By contrast, after all the thought and good engineering that had gone into the spring-knife, their pistol silencers were garbage, cans loaded with steel wool that self-destructed after less than ten shots, when manufacturing a decent suppressor required only about fifteen minutes of work from a semi-skilled machinist. John sighed to himself. There was no understanding these people.

But the individual troopers were just fine. He’d watched them run with Ding’s Team-2, and not one of the Russians fell out of the forma­tion. Part of that had been pride, of course, but most of it had been abil­ity. The shoot-house experience had been less impressive. They weren’t as carefully trained as the boys from Hereford, and not nearly so well equipped. Their supposedly suppressed weapons were sufficiently noisy to make John and Ding both jump . . . but for all that, the eagerness of these kids was impressive. Every one of the Russians was a senior lieu­tenant in rank, and each was airborne-qualified. They all were pretty good with light weapons—and the Russian snipers were as good as Homer Johnston and Dieter Weber, much to the surprise of the latter. The Russian sniper rifles looked a little clunky, but they shot pretty well—at least out to eight hundred meters.

“Mr. C, they have a ways to go, but they got spirit. Two weeks, and they’ll be right on line,” Chavez pronounced, looking skeptically at the vodka. They were in a Russian officers’ club, and there was plenty of the stuff about.

“Only two?” John asked.

“In two weeks, they’ll have all their skills down pat, and they’ll master the new weapons.” RAINBOW was transferring five complete team-sets of weapons to the Russian Spetsnaz team: MP-10 submachine guns, Beretta .45 pistols, and most important, the radio gear that allowed the team to communicate even when under fire. The Russians were keep­ing their own Dragunov long-rifles, which was partly pride, but the things could shoot, and that was sufficient to the mission. “The rest is just experience, John, and we can’t really give ’em that. All we can really do is set up a good training system for ’em, and the rest they’ll do for themselves.”

“Well, nobody ever said Ivan couldn’t fight.” Clark downed a shot. The working day was over, and everybody else was doing it.

“Shame their country’s in such a mess,” Chavez observed.

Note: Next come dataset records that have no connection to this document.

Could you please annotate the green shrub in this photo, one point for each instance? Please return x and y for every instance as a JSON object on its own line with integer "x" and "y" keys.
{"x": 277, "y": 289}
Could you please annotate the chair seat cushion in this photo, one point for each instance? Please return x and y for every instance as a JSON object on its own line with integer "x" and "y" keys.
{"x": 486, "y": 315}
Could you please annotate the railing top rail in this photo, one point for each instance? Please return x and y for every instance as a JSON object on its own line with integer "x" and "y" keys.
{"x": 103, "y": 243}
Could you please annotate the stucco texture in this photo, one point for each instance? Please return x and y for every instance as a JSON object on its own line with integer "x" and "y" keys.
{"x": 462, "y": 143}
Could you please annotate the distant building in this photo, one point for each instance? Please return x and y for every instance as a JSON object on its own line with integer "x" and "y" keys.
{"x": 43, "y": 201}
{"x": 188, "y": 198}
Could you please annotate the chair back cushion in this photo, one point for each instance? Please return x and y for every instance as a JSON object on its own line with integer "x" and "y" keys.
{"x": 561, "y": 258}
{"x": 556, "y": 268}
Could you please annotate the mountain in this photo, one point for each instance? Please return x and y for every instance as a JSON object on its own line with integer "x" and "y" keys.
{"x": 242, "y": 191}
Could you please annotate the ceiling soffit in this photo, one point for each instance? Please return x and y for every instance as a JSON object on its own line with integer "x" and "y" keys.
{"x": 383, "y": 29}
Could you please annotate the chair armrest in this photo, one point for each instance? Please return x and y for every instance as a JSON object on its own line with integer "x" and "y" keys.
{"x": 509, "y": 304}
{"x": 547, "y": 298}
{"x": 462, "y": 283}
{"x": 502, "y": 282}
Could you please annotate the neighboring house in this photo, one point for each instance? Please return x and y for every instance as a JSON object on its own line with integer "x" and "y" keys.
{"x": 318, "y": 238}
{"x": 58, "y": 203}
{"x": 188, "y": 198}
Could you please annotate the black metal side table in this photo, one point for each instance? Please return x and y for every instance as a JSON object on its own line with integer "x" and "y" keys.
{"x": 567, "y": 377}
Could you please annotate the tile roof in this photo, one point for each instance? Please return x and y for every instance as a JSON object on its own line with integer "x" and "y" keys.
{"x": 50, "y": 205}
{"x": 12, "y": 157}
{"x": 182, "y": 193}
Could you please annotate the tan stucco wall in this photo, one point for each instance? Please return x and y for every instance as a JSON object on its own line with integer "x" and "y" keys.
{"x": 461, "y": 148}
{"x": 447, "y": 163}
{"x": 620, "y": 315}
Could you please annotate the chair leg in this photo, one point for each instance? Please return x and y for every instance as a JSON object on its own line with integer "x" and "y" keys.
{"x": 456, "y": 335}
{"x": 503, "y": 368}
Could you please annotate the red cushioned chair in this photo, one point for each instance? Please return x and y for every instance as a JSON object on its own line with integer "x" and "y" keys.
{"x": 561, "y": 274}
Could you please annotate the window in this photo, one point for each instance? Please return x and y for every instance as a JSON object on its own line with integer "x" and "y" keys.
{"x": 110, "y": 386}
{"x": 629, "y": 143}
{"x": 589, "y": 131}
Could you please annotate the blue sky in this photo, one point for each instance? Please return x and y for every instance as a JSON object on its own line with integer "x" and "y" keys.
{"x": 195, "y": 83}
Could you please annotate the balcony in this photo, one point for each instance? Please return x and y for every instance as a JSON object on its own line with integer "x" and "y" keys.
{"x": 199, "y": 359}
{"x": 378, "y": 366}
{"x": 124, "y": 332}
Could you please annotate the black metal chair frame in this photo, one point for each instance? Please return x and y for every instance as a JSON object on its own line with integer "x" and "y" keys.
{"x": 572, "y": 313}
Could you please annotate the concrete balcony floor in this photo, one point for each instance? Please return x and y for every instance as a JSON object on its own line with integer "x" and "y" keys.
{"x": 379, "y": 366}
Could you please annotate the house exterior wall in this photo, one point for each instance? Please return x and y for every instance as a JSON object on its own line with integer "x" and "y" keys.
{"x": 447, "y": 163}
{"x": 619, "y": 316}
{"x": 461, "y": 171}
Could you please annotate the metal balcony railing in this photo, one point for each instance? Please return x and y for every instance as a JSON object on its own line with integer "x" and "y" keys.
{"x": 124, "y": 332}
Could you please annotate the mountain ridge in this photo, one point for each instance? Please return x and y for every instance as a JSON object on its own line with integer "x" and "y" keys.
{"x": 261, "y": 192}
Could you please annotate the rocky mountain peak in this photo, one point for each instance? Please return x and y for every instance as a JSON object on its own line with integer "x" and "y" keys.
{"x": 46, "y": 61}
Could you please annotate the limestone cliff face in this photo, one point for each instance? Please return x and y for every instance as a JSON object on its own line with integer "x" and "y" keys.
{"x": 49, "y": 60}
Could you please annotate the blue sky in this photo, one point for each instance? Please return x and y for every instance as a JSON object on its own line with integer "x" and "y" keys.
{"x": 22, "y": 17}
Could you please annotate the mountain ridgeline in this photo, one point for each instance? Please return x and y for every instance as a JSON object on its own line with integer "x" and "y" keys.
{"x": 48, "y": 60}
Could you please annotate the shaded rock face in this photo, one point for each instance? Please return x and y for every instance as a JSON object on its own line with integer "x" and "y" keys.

“It’s their mess to clean up, Domingo. They’ll do it if we keep out of their way.” Probably, John didn’t add. The hard part for him was thinking of them as something other than the enemy. He’d been here in the Bad Old Days, operating briefly on several occasions in Moscow as an “illegal” field officer, which in retrospect seemed like parading around Fifth Avenue in New York stark naked holding up a sign saying he hated Jews, blacks, and NYPD cops. At the time, it had just seemed like part of the job, John remembered. But now he was older, a grandfather, and evidently a lot more chicken than he’d been back in the ’70s and ’80s. Jesus, the chances he’d taken back then! More recently, he’d been in KGB—to him it would always be KGB—headquarters at #2 Dzerzhinskiy Square as a guest of the Chairman. Sure, Wilbur, and soon he’d hop in the alien spacecraft that landed every month in his backyard and ac­cept their invitation for a luncheon flight to Mars. It felt about that crazy, John thought.

“Ivan Sergeyevich!” a voice called. It was Lieutenant General Yuriy Kirillin, the newly selected chief of Russian special forces—a man defin­ing his own job as he went along, which was not the usual thing in this part of the world.